New research recently published online by the American Society of Tropical Medicine and Hygiene finds that young children suffering from diarrheal diseases are less likely to receive life-saving oral rehydration therapy (ORT) when seeking treatment in private clinics.
This first-ever, large-scale study of child diarrhea treatment practices in sub-Saharan Africa found that closing the gap between public and private clinics with regard to access to ORT could each year save the lives of 20,000 children under 5 years of age.
The nine-year study followed the treatment received by 19,000 children in 29 African nations and found that one-fourth of all of the patients sought treatment at private clinics which are less likely to offer the simple inexpensive therapy. The study found that in sub-Saharan Africa, Chad was the only country where private clinics did better in providing ORT over public clinics.
Zachary Wagner, a co-author of the study, described two factors that motivated the study.
"The first is that there are hundreds of thousands of children that die from diarrhea each year," said Wagner, who is a doctoral student in public health at the University of California-Berkeley. "And this is particularly tragic because there is a very effective and very cheap treatment for diarrhea that prevents death. It's called oral rehydration salts, (ORS), or oral rehydration therapy."
ORT is effective because it basically prevents the dehydration caused by diarrhea, which is usually what kills the child.
"This treatment is just widely under-used. That's why so many children continue to die. It's been around since the 60s, yet it is still widely under-used," Wagner noted.
Private clinics grow in popularity
The fact that so many children with diarrhea and diarrheal diseases seek treatment at private clinics was another motivation for the study.
"The private health sector is becoming more and more prevalent in sub-Saharan Africa, and throughout the developing world," says Wagner. "So, understanding what kind of care is being provided in the private sector is really important."
He and the research team set out to understand how care for diarrhea in the private sector compared to care for diarrhea in the public sector.

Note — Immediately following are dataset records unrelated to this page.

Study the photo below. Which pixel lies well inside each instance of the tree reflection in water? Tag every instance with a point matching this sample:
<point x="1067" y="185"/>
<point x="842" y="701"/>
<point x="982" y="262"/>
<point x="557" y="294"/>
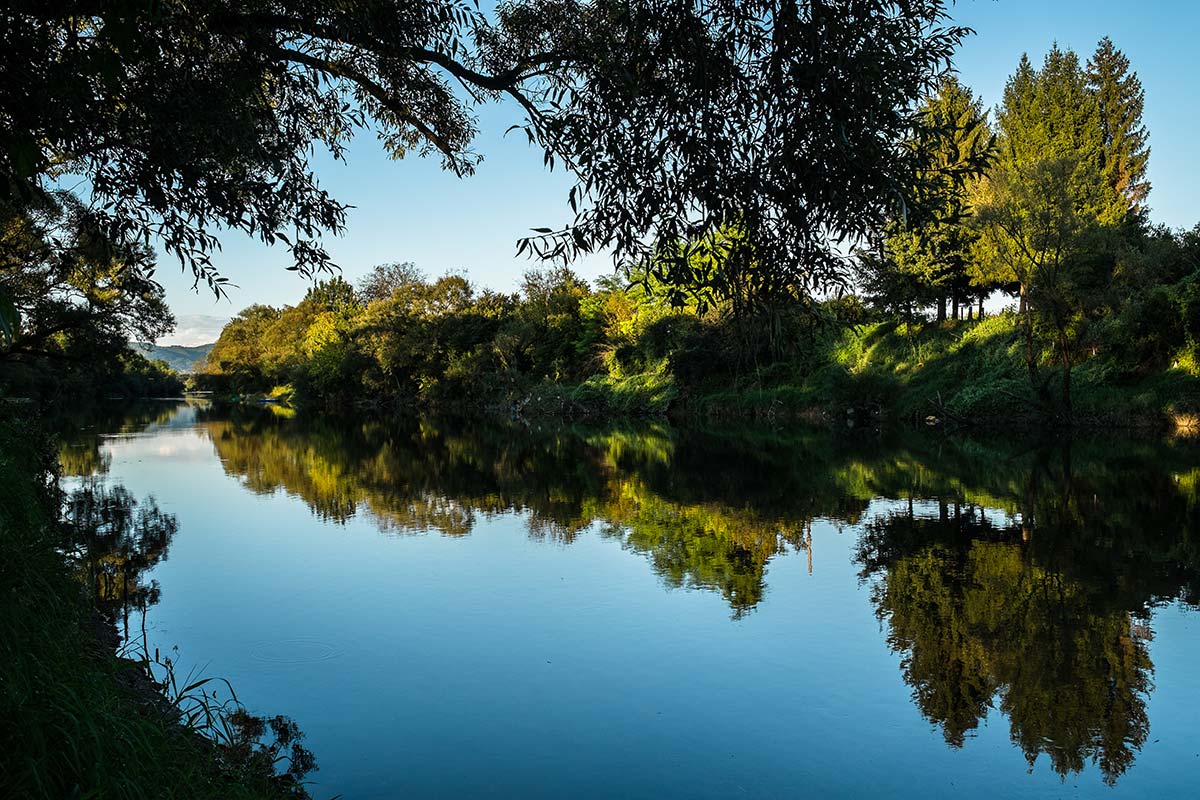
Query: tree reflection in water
<point x="114" y="540"/>
<point x="1025" y="585"/>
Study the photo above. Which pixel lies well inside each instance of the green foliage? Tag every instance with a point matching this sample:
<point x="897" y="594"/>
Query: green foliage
<point x="78" y="721"/>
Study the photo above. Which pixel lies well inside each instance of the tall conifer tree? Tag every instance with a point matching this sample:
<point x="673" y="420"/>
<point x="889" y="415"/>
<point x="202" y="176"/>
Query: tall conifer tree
<point x="1121" y="101"/>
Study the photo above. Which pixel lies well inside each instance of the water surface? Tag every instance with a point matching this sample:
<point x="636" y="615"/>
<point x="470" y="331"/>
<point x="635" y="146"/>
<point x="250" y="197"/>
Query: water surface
<point x="455" y="609"/>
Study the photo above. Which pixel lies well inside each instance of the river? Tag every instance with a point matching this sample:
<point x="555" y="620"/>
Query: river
<point x="467" y="609"/>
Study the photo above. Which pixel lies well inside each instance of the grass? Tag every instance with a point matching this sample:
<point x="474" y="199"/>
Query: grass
<point x="971" y="372"/>
<point x="76" y="720"/>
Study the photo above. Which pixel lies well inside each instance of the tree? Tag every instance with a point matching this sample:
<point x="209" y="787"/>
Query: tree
<point x="77" y="294"/>
<point x="1045" y="204"/>
<point x="1121" y="100"/>
<point x="927" y="252"/>
<point x="676" y="116"/>
<point x="384" y="280"/>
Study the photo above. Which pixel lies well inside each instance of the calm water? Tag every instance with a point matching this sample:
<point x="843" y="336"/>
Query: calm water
<point x="457" y="611"/>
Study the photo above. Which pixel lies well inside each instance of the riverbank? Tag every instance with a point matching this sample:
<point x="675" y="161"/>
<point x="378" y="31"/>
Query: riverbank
<point x="958" y="373"/>
<point x="77" y="720"/>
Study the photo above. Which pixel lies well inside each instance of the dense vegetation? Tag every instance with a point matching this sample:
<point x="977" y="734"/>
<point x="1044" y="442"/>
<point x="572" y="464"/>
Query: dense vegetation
<point x="1048" y="205"/>
<point x="718" y="150"/>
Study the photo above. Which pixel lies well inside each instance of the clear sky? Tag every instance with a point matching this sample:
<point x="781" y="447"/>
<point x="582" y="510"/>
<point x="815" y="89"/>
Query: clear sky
<point x="412" y="211"/>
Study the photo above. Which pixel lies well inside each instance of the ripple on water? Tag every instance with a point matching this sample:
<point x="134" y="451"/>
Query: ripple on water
<point x="294" y="651"/>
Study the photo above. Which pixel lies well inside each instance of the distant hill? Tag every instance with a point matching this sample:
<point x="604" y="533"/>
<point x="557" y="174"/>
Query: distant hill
<point x="178" y="358"/>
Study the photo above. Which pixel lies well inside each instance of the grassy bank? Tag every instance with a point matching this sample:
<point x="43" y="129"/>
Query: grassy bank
<point x="77" y="720"/>
<point x="964" y="372"/>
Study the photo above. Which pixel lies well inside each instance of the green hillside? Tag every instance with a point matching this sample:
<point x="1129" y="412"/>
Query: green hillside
<point x="178" y="358"/>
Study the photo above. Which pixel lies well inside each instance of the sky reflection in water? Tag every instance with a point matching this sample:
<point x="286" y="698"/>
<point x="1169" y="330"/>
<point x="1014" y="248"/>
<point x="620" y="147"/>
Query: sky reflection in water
<point x="454" y="609"/>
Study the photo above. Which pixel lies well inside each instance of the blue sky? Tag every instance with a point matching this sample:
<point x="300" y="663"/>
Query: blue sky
<point x="412" y="211"/>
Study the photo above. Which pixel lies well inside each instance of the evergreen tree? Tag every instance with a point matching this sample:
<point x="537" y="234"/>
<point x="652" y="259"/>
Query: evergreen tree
<point x="1121" y="101"/>
<point x="1045" y="206"/>
<point x="930" y="251"/>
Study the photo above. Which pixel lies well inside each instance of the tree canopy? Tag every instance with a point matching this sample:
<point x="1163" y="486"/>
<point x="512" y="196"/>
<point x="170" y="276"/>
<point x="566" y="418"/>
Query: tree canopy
<point x="676" y="118"/>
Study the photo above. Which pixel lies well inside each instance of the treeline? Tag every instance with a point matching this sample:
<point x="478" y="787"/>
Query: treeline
<point x="71" y="299"/>
<point x="1045" y="204"/>
<point x="400" y="340"/>
<point x="1048" y="204"/>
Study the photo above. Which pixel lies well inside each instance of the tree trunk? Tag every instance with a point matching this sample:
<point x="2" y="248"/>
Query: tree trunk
<point x="1031" y="360"/>
<point x="1065" y="354"/>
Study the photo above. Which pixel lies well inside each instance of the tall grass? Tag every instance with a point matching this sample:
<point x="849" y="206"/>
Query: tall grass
<point x="76" y="720"/>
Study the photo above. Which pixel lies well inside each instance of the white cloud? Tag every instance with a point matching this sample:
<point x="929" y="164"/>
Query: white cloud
<point x="195" y="329"/>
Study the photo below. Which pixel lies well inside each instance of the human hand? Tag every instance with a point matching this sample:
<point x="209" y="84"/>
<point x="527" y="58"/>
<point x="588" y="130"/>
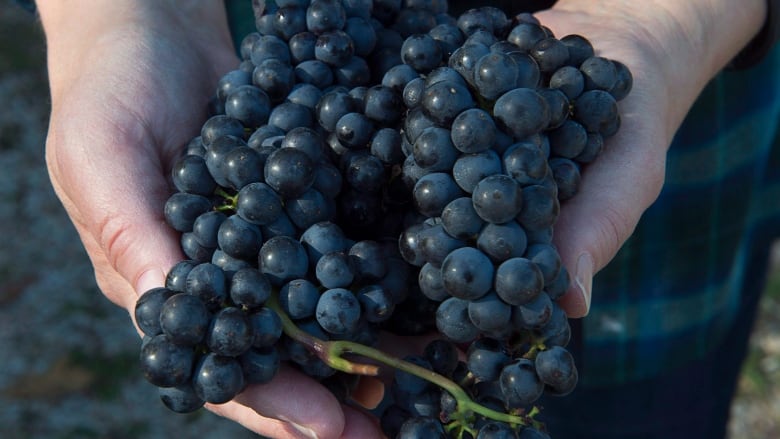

"We found that ORS - this really important treatment - was way less likely to be provided in the private sector for child diarrhea, than the public sector," he explained.
Wagner says oral rehydration salts are widely available and distributed to developing countries. It is a well-known treatment among development organizations such as the World Health Organization, and NGOs that have promoted the use of the inexpensive and life-saving therapy for treating diarrhea. There is no reason why private clinics should not be using ORT.
"If a child has diarrhea, it is important that the mother or caretaker, takes them to a provider. So, ORS is really important, and it's really cheap. And they can access it themselves, but it is important to understand how to use it."
The researcher highlighted the important role private health care providers are now playing in sub-Saharan Africa, and a simple solution of salt packets is a major solution to child mortality. He also said parents and caregivers must make sure children with diarrhea get the care they need to survive.
"So, they should definitely seek care. And they should always give their child this ORS. The World Health Organization recommends that all children with diarrhea, regardless of illness severity, receive this solution after every loose stool," said Wagner.